THE Petronas-led joint venture seeking to develop the Pacific Northwest LNG project in Canada has offered C$1bn (US$823m) to the First Nations community whose territory it will sit in, according to reports.
The Globe and Mail says that the joint venture, which also includes TransCanada and the British Columbia government, is seeking to share the wealth from energy extraction and reach a successful outcome with Lax Kw’alaams, the traditional owners of Prince Rupert Island where the LNG facility will be based. The money will be transferred to the community over the next 40 years. In addition, the British Columbia government is offering 2,200 ha of land to Lax Kw’alaams, worth around C$100m.
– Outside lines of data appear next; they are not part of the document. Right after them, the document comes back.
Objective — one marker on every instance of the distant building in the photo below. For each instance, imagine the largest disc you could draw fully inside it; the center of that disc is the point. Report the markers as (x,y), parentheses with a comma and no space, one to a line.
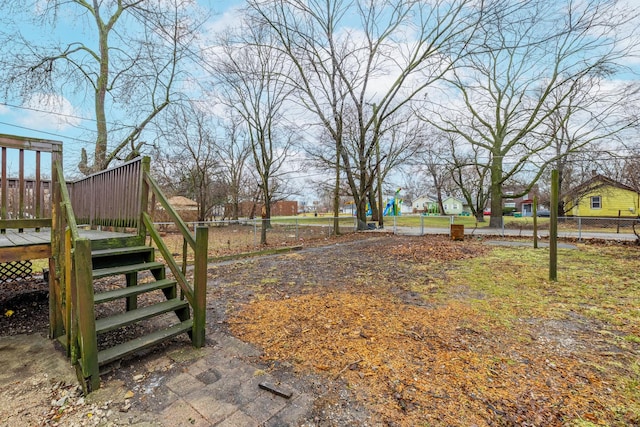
(425,204)
(603,197)
(452,206)
(249,209)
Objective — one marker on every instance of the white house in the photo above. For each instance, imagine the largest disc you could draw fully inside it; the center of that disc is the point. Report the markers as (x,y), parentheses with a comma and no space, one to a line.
(452,206)
(424,204)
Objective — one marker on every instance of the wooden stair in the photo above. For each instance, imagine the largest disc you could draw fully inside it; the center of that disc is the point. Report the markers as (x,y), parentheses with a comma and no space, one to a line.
(130,260)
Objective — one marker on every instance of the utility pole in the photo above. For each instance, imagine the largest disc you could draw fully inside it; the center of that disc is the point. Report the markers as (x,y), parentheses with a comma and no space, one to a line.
(553,228)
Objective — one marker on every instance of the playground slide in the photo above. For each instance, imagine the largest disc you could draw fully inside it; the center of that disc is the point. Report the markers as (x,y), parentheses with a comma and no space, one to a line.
(388,208)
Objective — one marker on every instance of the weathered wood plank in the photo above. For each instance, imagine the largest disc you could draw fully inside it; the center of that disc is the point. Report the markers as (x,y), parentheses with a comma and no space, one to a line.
(21,253)
(126,269)
(130,347)
(106,324)
(25,223)
(133,290)
(200,287)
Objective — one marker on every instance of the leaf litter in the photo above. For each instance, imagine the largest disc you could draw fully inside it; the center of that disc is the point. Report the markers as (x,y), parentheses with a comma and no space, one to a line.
(446,362)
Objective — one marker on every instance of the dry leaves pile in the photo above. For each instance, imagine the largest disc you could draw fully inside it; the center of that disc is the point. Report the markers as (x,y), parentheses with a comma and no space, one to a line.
(417,365)
(445,364)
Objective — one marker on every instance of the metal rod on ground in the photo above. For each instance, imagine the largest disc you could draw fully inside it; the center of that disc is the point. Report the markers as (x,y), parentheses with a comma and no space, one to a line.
(534,211)
(553,228)
(579,229)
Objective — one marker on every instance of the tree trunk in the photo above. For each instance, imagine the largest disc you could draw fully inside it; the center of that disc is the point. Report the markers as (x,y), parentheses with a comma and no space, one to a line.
(376,212)
(496,193)
(361,212)
(336,194)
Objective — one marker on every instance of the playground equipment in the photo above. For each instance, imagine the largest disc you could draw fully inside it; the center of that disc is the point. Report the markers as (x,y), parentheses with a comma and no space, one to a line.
(394,205)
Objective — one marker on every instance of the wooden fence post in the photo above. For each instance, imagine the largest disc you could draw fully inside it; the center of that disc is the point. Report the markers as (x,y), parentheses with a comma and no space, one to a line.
(86,315)
(200,286)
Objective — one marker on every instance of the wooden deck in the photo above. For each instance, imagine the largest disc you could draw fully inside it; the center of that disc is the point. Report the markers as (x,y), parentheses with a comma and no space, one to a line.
(30,244)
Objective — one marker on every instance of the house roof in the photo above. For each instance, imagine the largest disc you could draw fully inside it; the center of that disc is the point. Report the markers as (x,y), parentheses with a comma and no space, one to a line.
(603,181)
(182,202)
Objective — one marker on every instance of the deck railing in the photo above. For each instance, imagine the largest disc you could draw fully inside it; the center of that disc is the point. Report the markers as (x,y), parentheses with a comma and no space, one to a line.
(25,194)
(119,198)
(71,304)
(197,243)
(110,198)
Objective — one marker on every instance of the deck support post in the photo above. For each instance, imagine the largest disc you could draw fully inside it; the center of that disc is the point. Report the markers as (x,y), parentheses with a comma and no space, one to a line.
(86,316)
(200,286)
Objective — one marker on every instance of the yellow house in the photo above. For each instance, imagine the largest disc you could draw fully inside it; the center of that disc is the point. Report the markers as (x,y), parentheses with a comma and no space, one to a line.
(602,197)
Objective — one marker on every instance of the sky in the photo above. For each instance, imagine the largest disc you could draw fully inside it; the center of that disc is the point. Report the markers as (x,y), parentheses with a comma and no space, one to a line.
(66,119)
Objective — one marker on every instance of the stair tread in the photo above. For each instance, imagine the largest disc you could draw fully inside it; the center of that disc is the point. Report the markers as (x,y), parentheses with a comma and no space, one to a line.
(120,251)
(132,290)
(121,350)
(122,319)
(124,269)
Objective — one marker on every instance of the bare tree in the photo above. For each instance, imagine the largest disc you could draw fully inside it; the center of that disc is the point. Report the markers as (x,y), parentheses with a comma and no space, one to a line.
(585,130)
(434,162)
(235,150)
(189,159)
(250,82)
(368,75)
(127,66)
(528,60)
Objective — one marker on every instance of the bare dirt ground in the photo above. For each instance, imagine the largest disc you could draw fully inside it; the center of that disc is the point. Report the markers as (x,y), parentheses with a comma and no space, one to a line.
(362,324)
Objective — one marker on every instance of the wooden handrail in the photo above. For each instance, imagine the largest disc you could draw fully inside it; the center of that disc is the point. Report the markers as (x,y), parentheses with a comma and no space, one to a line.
(171,263)
(24,197)
(182,227)
(108,198)
(196,294)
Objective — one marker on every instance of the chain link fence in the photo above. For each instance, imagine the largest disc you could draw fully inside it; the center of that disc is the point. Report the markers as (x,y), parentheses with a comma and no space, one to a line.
(244,235)
(568,227)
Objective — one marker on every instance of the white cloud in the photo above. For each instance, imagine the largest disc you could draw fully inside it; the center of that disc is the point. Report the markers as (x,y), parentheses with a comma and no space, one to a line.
(49,112)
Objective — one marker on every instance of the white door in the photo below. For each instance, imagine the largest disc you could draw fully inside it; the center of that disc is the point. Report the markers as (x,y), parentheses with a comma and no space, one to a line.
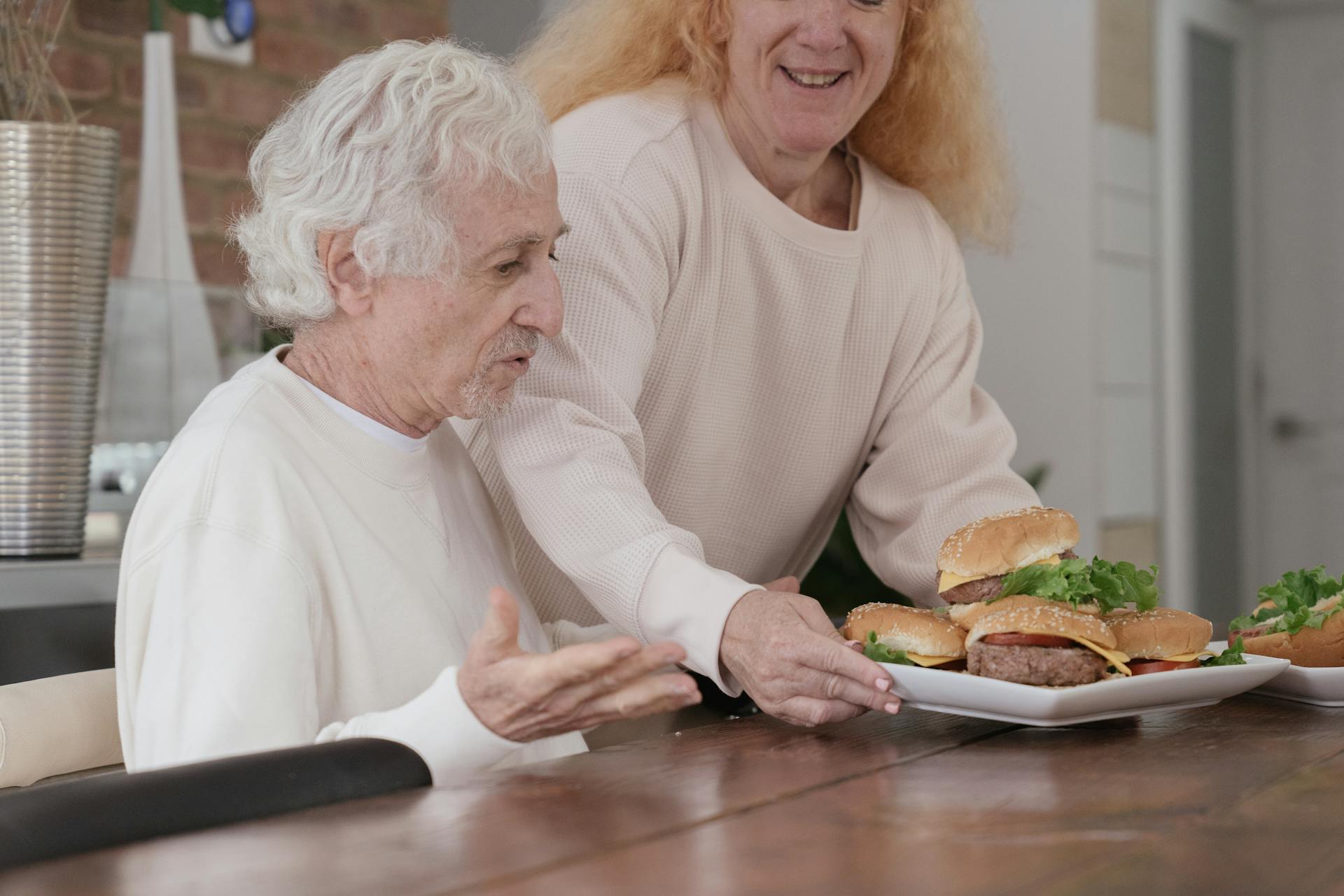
(1206,81)
(1301,292)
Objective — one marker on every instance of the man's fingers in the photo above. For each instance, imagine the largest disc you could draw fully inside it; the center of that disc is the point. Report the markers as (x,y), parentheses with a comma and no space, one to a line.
(835,687)
(643,697)
(498,636)
(812,711)
(647,662)
(582,663)
(831,656)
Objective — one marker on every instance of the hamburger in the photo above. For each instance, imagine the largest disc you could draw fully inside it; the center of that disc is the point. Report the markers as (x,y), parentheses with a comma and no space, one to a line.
(1160,640)
(1298,618)
(892,633)
(974,558)
(1028,552)
(1043,645)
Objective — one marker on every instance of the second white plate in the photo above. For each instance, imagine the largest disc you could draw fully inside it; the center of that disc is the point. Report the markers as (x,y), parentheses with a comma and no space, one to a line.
(1320,687)
(967,695)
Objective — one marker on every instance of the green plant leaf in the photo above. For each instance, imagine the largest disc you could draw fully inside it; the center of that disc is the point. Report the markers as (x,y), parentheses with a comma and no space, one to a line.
(882,653)
(209,8)
(1110,586)
(1292,602)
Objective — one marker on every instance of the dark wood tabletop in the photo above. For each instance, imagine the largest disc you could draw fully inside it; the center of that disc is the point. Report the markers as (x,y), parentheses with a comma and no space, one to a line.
(1240,797)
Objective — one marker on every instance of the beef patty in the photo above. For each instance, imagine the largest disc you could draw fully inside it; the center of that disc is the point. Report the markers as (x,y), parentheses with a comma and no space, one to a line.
(1035,665)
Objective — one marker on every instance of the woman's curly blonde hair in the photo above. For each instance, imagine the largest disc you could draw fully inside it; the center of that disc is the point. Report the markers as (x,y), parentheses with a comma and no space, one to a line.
(934,127)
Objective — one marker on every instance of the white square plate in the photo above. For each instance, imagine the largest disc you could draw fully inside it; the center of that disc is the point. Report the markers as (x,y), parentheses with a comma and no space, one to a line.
(965,695)
(1322,687)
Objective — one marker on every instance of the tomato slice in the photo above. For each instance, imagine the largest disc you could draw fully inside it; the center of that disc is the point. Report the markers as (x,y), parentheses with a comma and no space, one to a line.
(1142,666)
(1018,640)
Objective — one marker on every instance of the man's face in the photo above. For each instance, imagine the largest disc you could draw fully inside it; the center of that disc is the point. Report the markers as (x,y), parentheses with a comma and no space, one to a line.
(460,346)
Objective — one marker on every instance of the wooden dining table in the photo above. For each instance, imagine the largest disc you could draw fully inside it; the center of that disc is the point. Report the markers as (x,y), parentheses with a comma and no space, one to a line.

The total package equates to around C$320,000 per person.
“This will be a real game-changer for many First Nations in terms of how they can build their future,” British Columbia aboriginal relations and reconciliation minister John Rustad said in an interview with the Globe and Mail, adding: “There is no question liquefied natural gas sets the stage for an incredible opportunity for all of British Columbia and especially the First Nations involved in it.”
The Globe and Mail says that the 3,600 members of the Lax Kw’alaams community will vote on the proposals later in May. The community has also been offered job training, employment, road paving and a fisheries compensation fund. The Pacific Northwest LNG partners have also pledged to protect sensitive salmon habitats.
“Pacific NorthWest LNG has tabled a substantive offer that, we believe, addresses the fundamental areas of importance as they relate to the Lax Kw’alaams. This offer represents a multigenerational opportunity to the Lax Kw’alaams First Nation,” Spencer Sproule, Pacific NorthWest LNG’s senior adviser of corporate affairs told the Globe and Mail.
Additionally, Canada’s Environmental Assessment Agency will rule on whether the Pacific Northwest LNG project can go ahead in September.